The title is pretty self-descriptive as it relates to my problem. I’m encountering this issue in the context of an implementation of DQN inspired by the implementation of DQN in the official tutorial (http://pytorch.org/tutorials/intermediate/reinforcement_q_learning.html). However, I suspect the issue isn’t related to the particular context and is probably some sort of more fundamental misunderstanding.
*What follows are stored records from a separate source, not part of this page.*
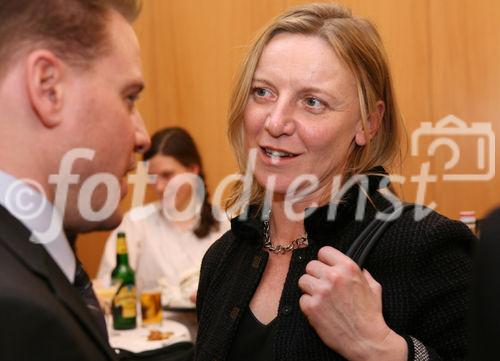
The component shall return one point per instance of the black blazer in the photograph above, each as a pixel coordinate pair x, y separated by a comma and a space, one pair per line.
485, 313
41, 315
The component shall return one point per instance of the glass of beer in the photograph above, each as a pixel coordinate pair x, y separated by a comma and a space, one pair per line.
151, 310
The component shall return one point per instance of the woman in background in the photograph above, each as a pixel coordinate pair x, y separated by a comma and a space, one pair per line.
163, 250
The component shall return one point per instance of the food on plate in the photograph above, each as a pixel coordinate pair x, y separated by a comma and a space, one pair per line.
157, 335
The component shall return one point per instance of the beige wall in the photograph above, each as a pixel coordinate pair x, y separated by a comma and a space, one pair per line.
445, 58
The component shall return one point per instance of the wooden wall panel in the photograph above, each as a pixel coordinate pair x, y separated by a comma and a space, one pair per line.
444, 55
465, 48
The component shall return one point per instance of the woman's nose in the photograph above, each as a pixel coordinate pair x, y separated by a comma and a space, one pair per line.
280, 121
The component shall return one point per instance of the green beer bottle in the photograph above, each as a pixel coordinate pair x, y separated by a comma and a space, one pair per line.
124, 306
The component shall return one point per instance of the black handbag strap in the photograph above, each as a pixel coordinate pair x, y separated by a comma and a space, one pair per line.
362, 245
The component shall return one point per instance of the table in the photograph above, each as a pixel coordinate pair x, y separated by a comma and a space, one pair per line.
136, 340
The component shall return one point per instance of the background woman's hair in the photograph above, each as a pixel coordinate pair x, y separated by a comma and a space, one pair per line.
358, 45
178, 143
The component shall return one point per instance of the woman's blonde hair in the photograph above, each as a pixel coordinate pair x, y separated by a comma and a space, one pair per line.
357, 43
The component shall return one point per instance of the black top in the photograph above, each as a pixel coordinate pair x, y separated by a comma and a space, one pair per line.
424, 267
253, 340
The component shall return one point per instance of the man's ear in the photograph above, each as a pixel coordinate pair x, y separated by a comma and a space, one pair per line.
44, 76
372, 125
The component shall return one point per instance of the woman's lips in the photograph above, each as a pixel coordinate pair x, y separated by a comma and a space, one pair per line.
276, 156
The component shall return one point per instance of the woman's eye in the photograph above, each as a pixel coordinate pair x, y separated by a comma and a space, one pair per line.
133, 98
314, 103
261, 92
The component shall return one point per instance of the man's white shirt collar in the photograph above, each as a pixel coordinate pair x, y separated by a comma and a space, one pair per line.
33, 210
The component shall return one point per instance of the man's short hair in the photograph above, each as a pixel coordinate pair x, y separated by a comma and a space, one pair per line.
74, 30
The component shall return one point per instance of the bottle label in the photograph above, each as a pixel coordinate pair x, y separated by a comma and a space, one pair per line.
121, 246
124, 303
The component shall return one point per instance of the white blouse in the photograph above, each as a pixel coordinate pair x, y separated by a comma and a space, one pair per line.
156, 248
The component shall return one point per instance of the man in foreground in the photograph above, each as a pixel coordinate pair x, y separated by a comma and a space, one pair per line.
69, 77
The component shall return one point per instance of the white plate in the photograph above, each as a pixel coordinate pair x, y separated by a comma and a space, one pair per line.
136, 340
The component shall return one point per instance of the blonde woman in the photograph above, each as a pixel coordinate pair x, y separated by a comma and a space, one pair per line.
315, 104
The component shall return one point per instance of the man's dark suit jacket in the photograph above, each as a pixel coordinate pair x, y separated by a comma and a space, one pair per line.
41, 315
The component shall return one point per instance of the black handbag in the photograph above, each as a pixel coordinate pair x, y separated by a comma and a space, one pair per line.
362, 245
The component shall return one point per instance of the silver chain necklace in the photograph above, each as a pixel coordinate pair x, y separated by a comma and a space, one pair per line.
279, 249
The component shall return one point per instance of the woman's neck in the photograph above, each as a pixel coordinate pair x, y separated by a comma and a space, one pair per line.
284, 225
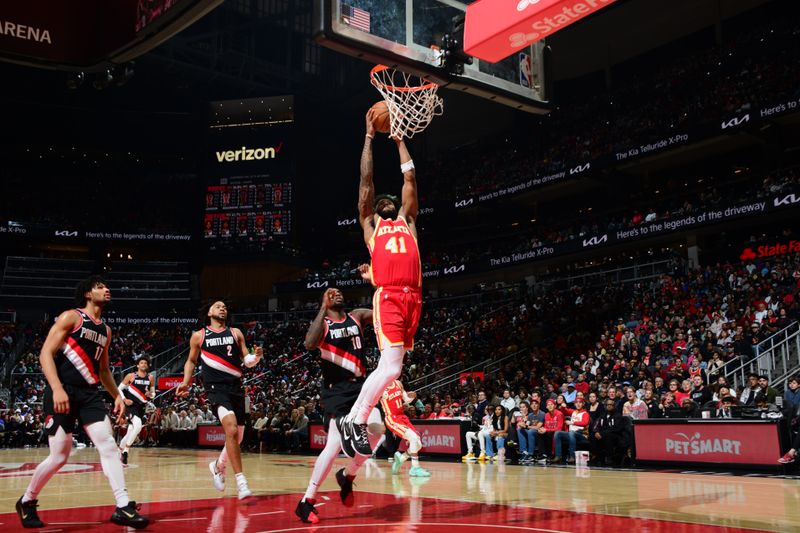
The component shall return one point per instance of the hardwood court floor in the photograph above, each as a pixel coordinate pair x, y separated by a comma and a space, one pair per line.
175, 489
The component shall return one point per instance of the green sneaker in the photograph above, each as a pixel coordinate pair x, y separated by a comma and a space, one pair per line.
418, 471
397, 464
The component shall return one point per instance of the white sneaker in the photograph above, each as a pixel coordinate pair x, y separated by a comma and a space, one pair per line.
217, 477
244, 491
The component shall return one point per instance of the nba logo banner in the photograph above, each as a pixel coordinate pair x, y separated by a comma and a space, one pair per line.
525, 70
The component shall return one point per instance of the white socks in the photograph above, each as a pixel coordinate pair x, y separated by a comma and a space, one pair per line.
60, 446
389, 368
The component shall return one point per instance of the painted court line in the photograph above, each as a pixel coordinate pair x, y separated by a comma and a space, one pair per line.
482, 527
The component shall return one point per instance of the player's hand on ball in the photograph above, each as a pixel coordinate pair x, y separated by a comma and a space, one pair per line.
327, 298
366, 272
371, 122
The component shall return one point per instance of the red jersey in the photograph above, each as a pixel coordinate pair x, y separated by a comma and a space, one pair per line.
395, 255
392, 400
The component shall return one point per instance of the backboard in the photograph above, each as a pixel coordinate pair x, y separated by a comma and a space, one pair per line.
399, 33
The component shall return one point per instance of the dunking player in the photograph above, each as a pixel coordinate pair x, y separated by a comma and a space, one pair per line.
137, 388
391, 235
223, 352
392, 401
339, 337
74, 360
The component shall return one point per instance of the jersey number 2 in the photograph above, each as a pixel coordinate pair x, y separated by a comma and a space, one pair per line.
396, 245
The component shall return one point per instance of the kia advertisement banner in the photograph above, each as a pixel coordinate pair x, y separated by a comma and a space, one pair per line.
317, 436
730, 442
170, 382
698, 219
210, 436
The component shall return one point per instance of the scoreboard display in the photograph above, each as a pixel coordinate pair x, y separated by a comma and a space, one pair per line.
245, 214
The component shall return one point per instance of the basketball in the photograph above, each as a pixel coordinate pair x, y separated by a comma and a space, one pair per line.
382, 123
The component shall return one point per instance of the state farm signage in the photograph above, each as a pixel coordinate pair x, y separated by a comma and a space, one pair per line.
494, 29
210, 436
708, 442
770, 250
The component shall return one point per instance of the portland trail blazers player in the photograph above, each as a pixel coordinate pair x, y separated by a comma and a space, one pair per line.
138, 388
339, 337
223, 352
74, 360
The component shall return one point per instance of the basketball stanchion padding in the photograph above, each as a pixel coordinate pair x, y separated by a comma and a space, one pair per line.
412, 101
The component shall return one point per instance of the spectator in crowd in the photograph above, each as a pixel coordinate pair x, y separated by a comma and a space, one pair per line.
748, 396
526, 426
769, 392
472, 436
609, 434
576, 434
297, 435
700, 395
725, 410
634, 407
508, 402
792, 392
497, 434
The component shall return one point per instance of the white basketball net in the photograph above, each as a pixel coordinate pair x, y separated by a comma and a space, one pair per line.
412, 101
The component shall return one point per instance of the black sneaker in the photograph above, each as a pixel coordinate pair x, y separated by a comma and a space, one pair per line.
306, 512
27, 513
129, 516
343, 425
361, 439
346, 486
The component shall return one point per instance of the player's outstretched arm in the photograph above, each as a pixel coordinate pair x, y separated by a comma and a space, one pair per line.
191, 362
56, 337
410, 200
316, 331
109, 384
366, 189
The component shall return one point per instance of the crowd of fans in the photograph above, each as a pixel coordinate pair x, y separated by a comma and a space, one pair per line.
678, 201
561, 382
649, 102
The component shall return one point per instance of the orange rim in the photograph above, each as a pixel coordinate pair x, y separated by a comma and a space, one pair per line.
380, 68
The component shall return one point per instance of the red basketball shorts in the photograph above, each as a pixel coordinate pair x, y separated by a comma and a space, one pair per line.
395, 314
399, 424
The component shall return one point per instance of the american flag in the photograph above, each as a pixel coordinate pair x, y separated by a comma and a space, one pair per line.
355, 17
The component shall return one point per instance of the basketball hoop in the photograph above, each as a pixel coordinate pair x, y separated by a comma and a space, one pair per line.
412, 101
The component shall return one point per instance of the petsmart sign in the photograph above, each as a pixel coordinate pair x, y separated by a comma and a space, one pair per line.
750, 443
317, 436
210, 436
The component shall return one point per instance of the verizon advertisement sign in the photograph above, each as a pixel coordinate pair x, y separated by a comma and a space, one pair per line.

I’ve pasted a minimal script which reproduces this behavior.

import torch
from torch import Tensor, LongTensor
from torch.autograd import Variable
import torch.optim as optim
import torch.nn as nn
import torch.nn.functional as F

GAMMA = 0.99

class SimpleNet(nn.Module):
  def __init__(self):
    super(SimpleNet, self).__init__()
    self.head = nn.Linear(10, 3)
  def forward(self, x):
    return self.head(x)

current_Q = SimpleNet()
target_Q = SimpleNet()

optimizer = optim.Adam(current_Q.parameters())

initial_current_params = list(current_Q.parameters())
initial_target_params = list(target_Q.parameters())
initial_current_grad = list(current_Q.parameters())[0].grad
initial_target_grad = list(target_Q.parameters())[0].grad

state_batch = Variable(torch.randn(1,10))
action_batch = Variable(LongTensor([[0]]))
reward_batch = Variable(Tensor([0.0]))

current_state_values = current_Q(state_batch)
state_action_values = current_state_values.gather(1, action_batch)

non_final_next_states = Variable(torch.randn(1,10))
next_state_values = target_Q(non_final_next_states).gather(1, current_Q(non_final_next_states).max(1)[1])
expected_state_action_values = reward_batch + (GAMMA * next_state_values)

huber_loss = F.smooth_l1_loss(state_action_values, expected_state_action_values)

final_current_params = list(current_Q.parameters())
final_target_params = list(target_Q.parameters())
final_current_grad = list(current_Q.parameters())[0].grad
final_target_grad = list(target_Q.parameters())[0].grad

initial_current_params, initial_target_params, initial_current_grad, initial_target_grad, final_target_params, final_current_grad and final_target_grad are all what I would expect them to be but I don’t understand why initial_current_params is equal to final_current_params.

Any help with understanding this would be greatly appreciated.

At what point are you comparing initial_current_params with final_current_params?

At the end of your program, initial_current_params and final_current_params will have the same values because they point to the same Parameters. (The parameters are updated in place and initial_current_params isn’t a copy).

To get a copy of the parameter values:

initial_current_params = [p.data.clone() for p in current_Q.parameters()]
1 Like

That makes a TON of sense. That was it. I figured it was something stupidly simple. Thanks!